De Groninger wil niet een game met de Terminator, maar met Staarke Derk van t Botterdaip. De groentenkweekgame Mien Toentje wordt een succes, van de avonturen van Johan Willem Ripperda moet een bloederig spel te maken zijn en de moeder aller Groningse onderwerpen is natuurlijk: Bommen Berend.

Voor Friezen is iets te verzinnen met skutsjes en kaatsen, voor Drenten iets met hunebedden gooien en Ellert en Brammert en ga zo maar door. Wij gaan games op maat maken voor het hele land.

Technisch is het mogelijk. Je moet het alleen doen.

Wat ik niet wil horen is: dat wordt niks.

Dat heb ik namelijk geleerd in stad. Ik begon in 2000 bij de Groninger Gezinsbode.
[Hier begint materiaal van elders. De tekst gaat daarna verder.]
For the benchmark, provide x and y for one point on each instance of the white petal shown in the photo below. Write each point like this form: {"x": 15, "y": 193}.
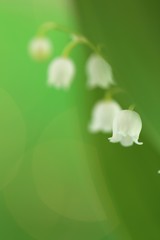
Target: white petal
{"x": 103, "y": 114}
{"x": 61, "y": 72}
{"x": 99, "y": 72}
{"x": 40, "y": 48}
{"x": 126, "y": 141}
{"x": 128, "y": 125}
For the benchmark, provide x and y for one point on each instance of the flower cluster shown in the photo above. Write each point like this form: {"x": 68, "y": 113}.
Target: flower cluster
{"x": 107, "y": 115}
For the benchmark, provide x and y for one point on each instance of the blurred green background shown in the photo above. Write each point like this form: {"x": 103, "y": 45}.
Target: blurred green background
{"x": 57, "y": 181}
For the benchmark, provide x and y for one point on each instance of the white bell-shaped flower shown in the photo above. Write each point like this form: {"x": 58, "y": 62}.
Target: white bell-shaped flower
{"x": 103, "y": 114}
{"x": 61, "y": 72}
{"x": 127, "y": 126}
{"x": 40, "y": 48}
{"x": 99, "y": 72}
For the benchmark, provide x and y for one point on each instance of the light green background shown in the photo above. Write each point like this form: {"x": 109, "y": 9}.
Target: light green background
{"x": 57, "y": 181}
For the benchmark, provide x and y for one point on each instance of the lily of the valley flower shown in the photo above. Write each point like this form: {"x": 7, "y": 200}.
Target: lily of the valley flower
{"x": 127, "y": 126}
{"x": 40, "y": 48}
{"x": 61, "y": 72}
{"x": 103, "y": 114}
{"x": 99, "y": 72}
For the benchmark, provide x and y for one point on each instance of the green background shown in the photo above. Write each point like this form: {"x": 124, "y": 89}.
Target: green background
{"x": 57, "y": 181}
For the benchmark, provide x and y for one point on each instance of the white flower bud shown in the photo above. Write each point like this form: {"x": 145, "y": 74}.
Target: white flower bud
{"x": 61, "y": 72}
{"x": 103, "y": 114}
{"x": 40, "y": 48}
{"x": 127, "y": 126}
{"x": 99, "y": 72}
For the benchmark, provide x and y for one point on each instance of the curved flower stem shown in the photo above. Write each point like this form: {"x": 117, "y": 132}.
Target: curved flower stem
{"x": 46, "y": 27}
{"x": 109, "y": 94}
{"x": 79, "y": 39}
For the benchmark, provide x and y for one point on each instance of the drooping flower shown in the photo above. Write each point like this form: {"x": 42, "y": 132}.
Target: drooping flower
{"x": 61, "y": 72}
{"x": 127, "y": 126}
{"x": 40, "y": 48}
{"x": 99, "y": 72}
{"x": 103, "y": 114}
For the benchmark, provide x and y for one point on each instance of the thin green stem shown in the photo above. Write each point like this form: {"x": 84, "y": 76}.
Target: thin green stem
{"x": 132, "y": 107}
{"x": 109, "y": 94}
{"x": 46, "y": 27}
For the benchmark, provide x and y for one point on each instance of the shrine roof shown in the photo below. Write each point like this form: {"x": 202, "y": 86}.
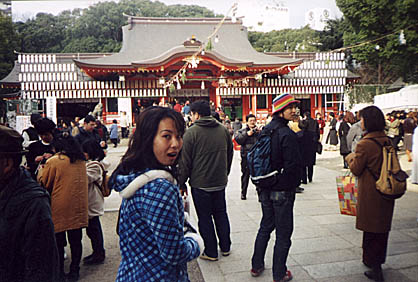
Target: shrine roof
{"x": 153, "y": 41}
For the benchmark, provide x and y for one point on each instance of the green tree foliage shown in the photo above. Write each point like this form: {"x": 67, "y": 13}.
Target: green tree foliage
{"x": 371, "y": 19}
{"x": 287, "y": 40}
{"x": 94, "y": 29}
{"x": 7, "y": 45}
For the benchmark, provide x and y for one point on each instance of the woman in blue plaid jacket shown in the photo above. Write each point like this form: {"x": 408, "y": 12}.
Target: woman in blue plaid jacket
{"x": 153, "y": 245}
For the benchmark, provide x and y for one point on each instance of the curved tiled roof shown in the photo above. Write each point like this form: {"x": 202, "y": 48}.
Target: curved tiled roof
{"x": 153, "y": 40}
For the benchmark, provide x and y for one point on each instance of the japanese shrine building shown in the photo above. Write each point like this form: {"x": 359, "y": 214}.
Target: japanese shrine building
{"x": 230, "y": 73}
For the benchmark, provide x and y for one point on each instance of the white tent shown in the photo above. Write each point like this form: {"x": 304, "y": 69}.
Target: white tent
{"x": 404, "y": 99}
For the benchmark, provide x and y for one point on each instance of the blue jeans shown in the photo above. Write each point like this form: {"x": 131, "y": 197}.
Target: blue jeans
{"x": 212, "y": 205}
{"x": 95, "y": 233}
{"x": 277, "y": 208}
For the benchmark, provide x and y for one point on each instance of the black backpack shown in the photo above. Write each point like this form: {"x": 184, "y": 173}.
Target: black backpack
{"x": 262, "y": 173}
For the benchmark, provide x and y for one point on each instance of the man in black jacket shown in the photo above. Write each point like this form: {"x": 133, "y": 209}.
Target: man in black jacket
{"x": 27, "y": 238}
{"x": 30, "y": 135}
{"x": 88, "y": 132}
{"x": 277, "y": 202}
{"x": 246, "y": 137}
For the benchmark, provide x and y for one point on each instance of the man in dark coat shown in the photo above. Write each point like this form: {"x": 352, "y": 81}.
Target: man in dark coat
{"x": 41, "y": 150}
{"x": 30, "y": 135}
{"x": 27, "y": 238}
{"x": 246, "y": 137}
{"x": 309, "y": 142}
{"x": 205, "y": 161}
{"x": 277, "y": 203}
{"x": 332, "y": 135}
{"x": 88, "y": 132}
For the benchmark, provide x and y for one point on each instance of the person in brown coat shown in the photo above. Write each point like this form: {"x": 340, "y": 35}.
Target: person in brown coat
{"x": 65, "y": 177}
{"x": 374, "y": 213}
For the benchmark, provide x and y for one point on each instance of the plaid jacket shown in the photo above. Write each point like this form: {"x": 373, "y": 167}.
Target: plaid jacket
{"x": 152, "y": 243}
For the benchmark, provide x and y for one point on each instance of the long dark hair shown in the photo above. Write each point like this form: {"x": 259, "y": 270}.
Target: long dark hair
{"x": 65, "y": 144}
{"x": 140, "y": 153}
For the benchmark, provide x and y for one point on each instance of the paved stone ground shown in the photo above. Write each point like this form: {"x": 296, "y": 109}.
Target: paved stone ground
{"x": 325, "y": 245}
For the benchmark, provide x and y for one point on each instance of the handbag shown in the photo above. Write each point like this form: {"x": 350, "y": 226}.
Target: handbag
{"x": 319, "y": 148}
{"x": 347, "y": 188}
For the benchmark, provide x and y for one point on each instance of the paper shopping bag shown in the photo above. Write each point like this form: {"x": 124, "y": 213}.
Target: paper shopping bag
{"x": 347, "y": 193}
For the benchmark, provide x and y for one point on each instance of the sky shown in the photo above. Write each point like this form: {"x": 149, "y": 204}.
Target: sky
{"x": 257, "y": 13}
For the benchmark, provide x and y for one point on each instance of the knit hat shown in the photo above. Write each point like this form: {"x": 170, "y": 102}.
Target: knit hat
{"x": 10, "y": 141}
{"x": 282, "y": 101}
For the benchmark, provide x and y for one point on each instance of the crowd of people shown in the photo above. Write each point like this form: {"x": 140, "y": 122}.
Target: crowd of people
{"x": 173, "y": 152}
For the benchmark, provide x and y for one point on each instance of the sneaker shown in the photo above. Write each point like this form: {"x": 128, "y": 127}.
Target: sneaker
{"x": 206, "y": 257}
{"x": 256, "y": 272}
{"x": 287, "y": 277}
{"x": 225, "y": 254}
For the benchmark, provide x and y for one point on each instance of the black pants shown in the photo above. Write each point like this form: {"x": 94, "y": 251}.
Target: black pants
{"x": 74, "y": 238}
{"x": 374, "y": 248}
{"x": 95, "y": 233}
{"x": 124, "y": 132}
{"x": 245, "y": 176}
{"x": 307, "y": 171}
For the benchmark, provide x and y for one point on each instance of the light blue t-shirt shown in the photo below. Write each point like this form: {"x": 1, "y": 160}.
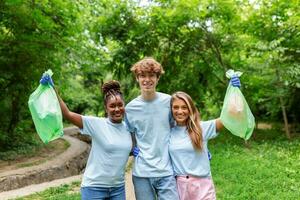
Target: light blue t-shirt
{"x": 111, "y": 145}
{"x": 150, "y": 122}
{"x": 185, "y": 159}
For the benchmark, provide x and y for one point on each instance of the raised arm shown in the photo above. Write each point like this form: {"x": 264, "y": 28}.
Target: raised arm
{"x": 219, "y": 125}
{"x": 72, "y": 117}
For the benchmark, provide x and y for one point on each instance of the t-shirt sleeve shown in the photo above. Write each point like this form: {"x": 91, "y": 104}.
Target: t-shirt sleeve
{"x": 209, "y": 130}
{"x": 171, "y": 119}
{"x": 128, "y": 125}
{"x": 89, "y": 125}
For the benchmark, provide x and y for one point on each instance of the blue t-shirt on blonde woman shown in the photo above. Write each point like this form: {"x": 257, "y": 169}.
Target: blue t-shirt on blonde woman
{"x": 185, "y": 159}
{"x": 111, "y": 145}
{"x": 150, "y": 122}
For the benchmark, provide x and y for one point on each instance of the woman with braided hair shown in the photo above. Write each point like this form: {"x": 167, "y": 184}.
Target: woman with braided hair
{"x": 111, "y": 144}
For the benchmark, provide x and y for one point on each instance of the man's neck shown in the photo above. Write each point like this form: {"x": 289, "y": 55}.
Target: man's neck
{"x": 148, "y": 96}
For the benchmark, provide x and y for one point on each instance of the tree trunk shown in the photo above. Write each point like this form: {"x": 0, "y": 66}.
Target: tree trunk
{"x": 286, "y": 123}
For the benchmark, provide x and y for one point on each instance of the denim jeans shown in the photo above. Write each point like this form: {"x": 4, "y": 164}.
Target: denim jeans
{"x": 101, "y": 193}
{"x": 160, "y": 188}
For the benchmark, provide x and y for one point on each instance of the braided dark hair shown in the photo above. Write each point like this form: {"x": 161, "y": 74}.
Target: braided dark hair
{"x": 111, "y": 88}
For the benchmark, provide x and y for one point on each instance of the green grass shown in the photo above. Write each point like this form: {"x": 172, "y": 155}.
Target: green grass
{"x": 269, "y": 168}
{"x": 64, "y": 192}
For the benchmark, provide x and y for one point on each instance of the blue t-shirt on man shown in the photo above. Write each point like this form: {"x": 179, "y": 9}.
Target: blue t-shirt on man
{"x": 150, "y": 122}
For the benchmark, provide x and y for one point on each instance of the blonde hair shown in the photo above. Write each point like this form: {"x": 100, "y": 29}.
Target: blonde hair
{"x": 193, "y": 121}
{"x": 147, "y": 64}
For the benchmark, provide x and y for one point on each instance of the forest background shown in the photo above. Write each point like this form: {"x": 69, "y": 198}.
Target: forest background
{"x": 87, "y": 42}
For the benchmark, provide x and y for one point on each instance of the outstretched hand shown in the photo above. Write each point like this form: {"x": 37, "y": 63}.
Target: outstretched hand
{"x": 235, "y": 81}
{"x": 46, "y": 79}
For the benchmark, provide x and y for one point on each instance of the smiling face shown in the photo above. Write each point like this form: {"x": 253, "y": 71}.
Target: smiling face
{"x": 115, "y": 109}
{"x": 180, "y": 111}
{"x": 147, "y": 81}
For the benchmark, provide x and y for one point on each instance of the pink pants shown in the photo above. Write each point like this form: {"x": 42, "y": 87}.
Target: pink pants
{"x": 195, "y": 188}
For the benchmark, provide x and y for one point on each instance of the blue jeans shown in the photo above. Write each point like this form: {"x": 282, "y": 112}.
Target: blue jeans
{"x": 101, "y": 193}
{"x": 160, "y": 188}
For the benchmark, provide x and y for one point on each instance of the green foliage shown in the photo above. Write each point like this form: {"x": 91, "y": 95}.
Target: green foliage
{"x": 64, "y": 192}
{"x": 268, "y": 169}
{"x": 88, "y": 42}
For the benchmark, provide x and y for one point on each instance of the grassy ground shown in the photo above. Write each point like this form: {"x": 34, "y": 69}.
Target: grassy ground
{"x": 267, "y": 169}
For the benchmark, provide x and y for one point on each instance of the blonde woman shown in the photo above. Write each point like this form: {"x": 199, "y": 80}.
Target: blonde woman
{"x": 188, "y": 148}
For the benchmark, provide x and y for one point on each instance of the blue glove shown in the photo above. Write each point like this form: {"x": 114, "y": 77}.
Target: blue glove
{"x": 235, "y": 81}
{"x": 135, "y": 151}
{"x": 46, "y": 79}
{"x": 209, "y": 155}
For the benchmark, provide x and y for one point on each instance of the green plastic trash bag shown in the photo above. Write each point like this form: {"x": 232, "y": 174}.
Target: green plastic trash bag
{"x": 236, "y": 114}
{"x": 46, "y": 113}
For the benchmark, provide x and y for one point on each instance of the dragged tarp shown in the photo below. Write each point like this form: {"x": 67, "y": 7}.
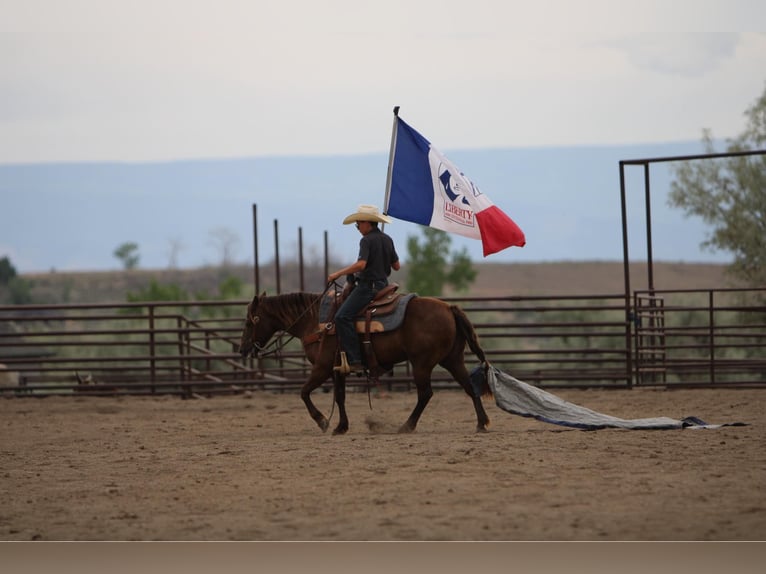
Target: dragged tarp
{"x": 526, "y": 400}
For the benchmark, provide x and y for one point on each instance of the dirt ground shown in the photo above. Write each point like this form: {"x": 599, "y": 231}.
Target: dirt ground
{"x": 255, "y": 467}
Kees van Twist was net directeur van het Groninger Museum. Goed, de rekeningen klopten achteraf niet helemaal, maar de bomen reikten tot aan de hemel en iedereen kwam deze kant op. Van Joan Collins tot Gorbatsjov.

Wat ik nooit vergeet is de eerste vraag die hij aan zijn medewerkers stelde: wat wil je, wat is je droom? Die medewerkers waren Groningers en die begonnen hun antwoord natuurlijk met: …dat lukt toch niet… maar Van Twist zei: wil ik niet horen. Zeg het maar. Ik regel het.

Zo moeten wij, Groningers, gaan denken. Alleen laten we het Kees niet meer regelen, of Henk Kamp, of Jetta Klijnsma. Wij gaan het regelen. Willen is kunnen. Kunnen is doen.

We hebben een bewogen jaar achter de rug, het wordt tijd dat we zelf in beweging komen.
 
Deze column las ik dinsdag 16 december 2014 voor op de eindejaarsborrel van de provincie Groningen. Plaats van handeling: café De Sleutel in de stad Groningen. Als dank kreeg ik, naast een honorarium, een mooi boek: Werkman Leven en Werk 1882-1945. Een mooi boek.

2 opmerkingen:

  1. Mooi! Als import-Groninger hoop ik dat meer en meer mensen in beweging komen. Ook voor eigen gewin.

    BeantwoordenVerwijderen
  2. Goed stuk! Ik schaam mij als geboren en getogen Groniger een beetje dat ik naar Amsterdam ben verhuisd. U slaat met dit artikel de spijker op zijn kop. Mijn reden om te verhuizen was dat er buiten Groningen (stad) vrijwel niets te doen is, tenzij je voor je rust en ruimte komt.